Gates, dengan lembaga filantropi miliknya, Bill and Melinda Gates Foundation, yang pada akhirnya ikut membantu penciptaan vaksin COVID-19, juga dituduh ingin memantau setiap orang di dunia. Vaksin buatannya dituduh mengandung chip.
Gates tentu saja jengkel dengan teori konspirasi itu. Dalam wawancaranya di CNN Jumat (24/7) kemarin, ia menyatakan bahwa munculnya konspirasi yang mengaitkan namanya sebagai biang COVID-19 terjadi karena “banyak orang menginginkan penjelasan sederhana.” Masalahnya, tutur Gates, penjelasan sederhana itu “menyasar saya”.
Dalam wawancaranya di CBS Evening News, Gates lalu menegaskan bahwa “tidak ada sama sekali hubungan antara vaksin dengan alat pelacakan tipe apapun”.
Sialnya, di tengah dunia yang sebagian penduduknya percaya bahwa Bumi datar, ada saja yang percaya teori konspirasi soal Gates dan COVID-19. Dalam jajak pendapat yang dilakukan Yahoo News dan YouGov, misalnya, 44 persen responden dari kalangan Republik percaya tentang teori konspirasi Gates-COVID-19 itu.
Prof. Joseph Uscinski, ilmuwan politik dari University of Miami, sebagaimana disampaikannya pada BBC, menyebut bahwa terdapat dua penjelasan sederhana mengapa Gates dianggap biang COVID-19 melalui teori konspirasi. Dua penjelasan itu ialah: kaya dan terkenal.

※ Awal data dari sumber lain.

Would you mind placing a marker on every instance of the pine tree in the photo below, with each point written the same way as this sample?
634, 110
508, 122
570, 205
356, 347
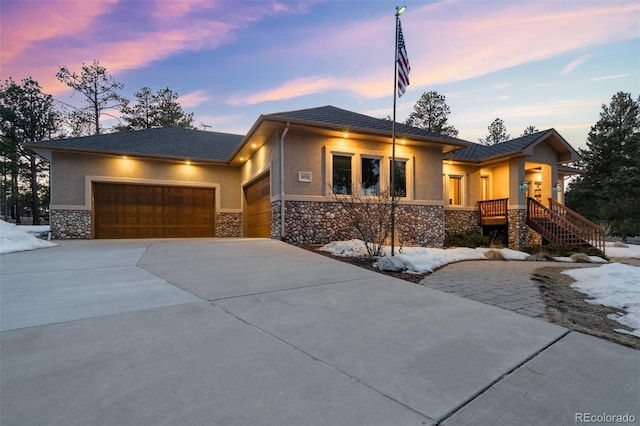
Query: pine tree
609, 189
431, 113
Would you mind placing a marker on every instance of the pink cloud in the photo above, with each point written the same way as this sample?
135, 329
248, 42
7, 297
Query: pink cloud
289, 90
28, 22
450, 41
194, 99
36, 34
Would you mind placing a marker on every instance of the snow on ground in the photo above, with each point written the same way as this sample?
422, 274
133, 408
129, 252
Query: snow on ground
421, 259
18, 238
615, 285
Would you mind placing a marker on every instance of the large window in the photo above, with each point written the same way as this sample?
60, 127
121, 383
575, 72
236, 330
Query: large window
370, 176
399, 178
455, 190
341, 174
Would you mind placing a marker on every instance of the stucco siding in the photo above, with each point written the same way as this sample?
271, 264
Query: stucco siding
70, 171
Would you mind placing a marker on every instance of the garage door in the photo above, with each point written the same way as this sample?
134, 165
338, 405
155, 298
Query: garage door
148, 211
258, 216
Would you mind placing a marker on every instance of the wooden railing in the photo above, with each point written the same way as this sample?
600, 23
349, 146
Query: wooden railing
493, 212
554, 225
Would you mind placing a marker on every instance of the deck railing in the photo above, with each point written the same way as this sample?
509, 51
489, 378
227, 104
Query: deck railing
562, 225
493, 212
589, 231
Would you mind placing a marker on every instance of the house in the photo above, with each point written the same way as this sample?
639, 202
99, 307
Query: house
282, 179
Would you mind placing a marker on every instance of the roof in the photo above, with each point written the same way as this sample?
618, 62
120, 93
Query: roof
349, 120
479, 153
164, 142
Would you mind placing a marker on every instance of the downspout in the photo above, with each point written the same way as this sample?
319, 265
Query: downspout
282, 214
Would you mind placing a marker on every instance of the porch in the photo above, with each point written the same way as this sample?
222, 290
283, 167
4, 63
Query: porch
555, 223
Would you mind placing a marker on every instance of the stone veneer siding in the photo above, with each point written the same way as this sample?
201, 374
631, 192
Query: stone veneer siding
458, 221
230, 224
70, 224
311, 222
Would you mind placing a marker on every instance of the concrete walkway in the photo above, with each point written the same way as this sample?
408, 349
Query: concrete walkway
260, 332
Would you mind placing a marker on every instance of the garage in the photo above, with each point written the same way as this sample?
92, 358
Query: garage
152, 211
258, 211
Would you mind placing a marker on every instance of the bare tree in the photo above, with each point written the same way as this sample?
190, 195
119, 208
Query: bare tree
100, 91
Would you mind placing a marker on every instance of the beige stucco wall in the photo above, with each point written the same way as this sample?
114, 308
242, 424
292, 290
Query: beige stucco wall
264, 159
500, 181
71, 173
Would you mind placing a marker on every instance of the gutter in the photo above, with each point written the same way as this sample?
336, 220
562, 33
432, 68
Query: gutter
283, 231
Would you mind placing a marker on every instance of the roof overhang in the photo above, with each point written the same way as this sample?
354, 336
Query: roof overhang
46, 152
266, 125
566, 153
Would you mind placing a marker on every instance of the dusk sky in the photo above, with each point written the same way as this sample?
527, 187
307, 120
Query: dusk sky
542, 63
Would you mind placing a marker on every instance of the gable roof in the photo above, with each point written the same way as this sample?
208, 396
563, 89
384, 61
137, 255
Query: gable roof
332, 120
521, 145
163, 142
350, 121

“Teori konspirasi selalu tentang menuduh orang-orang kuat berbuat sesuatu yang salah,” kata Uscinski. “Coba perhatikan segala teori konspirasi, teorinya secara mendasar sama, hanya namanya saja berubah.”

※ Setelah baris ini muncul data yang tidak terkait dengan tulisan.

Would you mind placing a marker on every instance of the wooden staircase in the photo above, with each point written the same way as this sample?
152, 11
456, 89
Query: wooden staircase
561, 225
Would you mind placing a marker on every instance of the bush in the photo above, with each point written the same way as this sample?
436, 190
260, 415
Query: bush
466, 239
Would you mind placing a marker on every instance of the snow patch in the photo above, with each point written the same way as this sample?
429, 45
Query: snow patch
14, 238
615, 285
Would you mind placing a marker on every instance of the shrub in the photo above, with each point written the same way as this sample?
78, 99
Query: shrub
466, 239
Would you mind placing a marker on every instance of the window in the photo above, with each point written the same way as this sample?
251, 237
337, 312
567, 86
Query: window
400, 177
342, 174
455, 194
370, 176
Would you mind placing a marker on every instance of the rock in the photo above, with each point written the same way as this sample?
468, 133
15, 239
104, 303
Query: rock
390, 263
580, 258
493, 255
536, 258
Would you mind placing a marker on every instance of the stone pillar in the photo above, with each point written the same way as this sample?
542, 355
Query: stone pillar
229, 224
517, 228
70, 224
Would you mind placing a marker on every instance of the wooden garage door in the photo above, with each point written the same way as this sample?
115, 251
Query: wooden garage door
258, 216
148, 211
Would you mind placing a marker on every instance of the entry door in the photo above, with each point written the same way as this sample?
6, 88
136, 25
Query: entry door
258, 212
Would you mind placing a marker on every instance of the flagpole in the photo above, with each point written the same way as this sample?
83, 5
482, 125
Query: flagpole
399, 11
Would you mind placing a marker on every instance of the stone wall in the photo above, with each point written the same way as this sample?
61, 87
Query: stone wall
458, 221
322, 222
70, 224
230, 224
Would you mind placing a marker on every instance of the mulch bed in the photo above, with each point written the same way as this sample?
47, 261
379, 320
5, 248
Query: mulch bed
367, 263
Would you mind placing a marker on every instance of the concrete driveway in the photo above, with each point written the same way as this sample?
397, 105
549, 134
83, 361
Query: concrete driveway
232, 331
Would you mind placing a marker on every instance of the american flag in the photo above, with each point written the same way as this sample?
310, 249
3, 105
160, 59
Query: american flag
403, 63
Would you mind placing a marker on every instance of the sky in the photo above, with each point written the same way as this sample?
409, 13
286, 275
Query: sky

Dahulu, John D. Rockefeller, pendiri Standard Oil Company yang dikenal sebagai sosok yang memiliki harta setara dengan dua persen ekonomi AS, dikait-kaitkan dengan "New World Order" (Tatanan Dunia Baru), yakni teori konspirasi tentang tengah digalakkannya kelahiran satu pemerintahan dunia yang totaliter. Jika dulu Rockefeller ada di dalam narasi teori konspirasi itu, kini ia digantikan oleh George Soros, Koch bersaudara, Rothschild, dan hingga akhirnya, Bill Gates.